The ideology has regarded the United States as its principal adversary since the late 1940s, when a Brotherhood principal, Sayid Qutb, visited this country and was aghast at what he saw as its decadence. The first World Trade Center bombing, in 1993, al Qaeda attacks on American embassies in Kenya and Tanzania in 1998, on the USS Cole in 2000, the 9/11 attacks, and those in the dozen years since—all were fueled by Islamist hatred for the U.S. and its values.

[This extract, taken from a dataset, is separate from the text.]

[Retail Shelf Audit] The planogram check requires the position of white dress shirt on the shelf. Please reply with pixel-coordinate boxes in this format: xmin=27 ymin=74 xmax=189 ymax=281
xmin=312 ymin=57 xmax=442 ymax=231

Also, too, the Muslim Brotherhood played no direct role in the first World Trade Center bombing, in 1993, al Qaeda attacks on American embassies in Kenya and Tanzania in 1998, on the USS Cole in 2000, the 9/11 attacks, and those in the dozen years since. Sayid Qutb is not synonymous with the Muslim Brotherhood and his influence on al-Qaeda leaders like Usama bin-Laden and Ayman al-Zawahiri doesn’t preclude him from being widely admired by Muslims who have no intention of harming anyone. We may not like the Muslim Brotherhood’s values and it is true that they hold anti-American views, but they are not al-Qaeda. They are not interested, as a group, in waging jihad against marathon spectators in Boston. It’s oversimplified to even consider the Muslim Brotherhood as a cohesive multinational group without considering its particular manifestations in places like Egypt and Syria where their primary role has been in opposition to the ruling government. Egypt was our close ally. Syria was not. Therefore, the history unfolded differently in each country.

This essay is just garbage. It’s an embarrassing display of simplistic fear-mongering that calls on us to abandon our values. It’s pure unadulterated Bushism, and we are trying to leave that disastrous way of understanding the world behind us.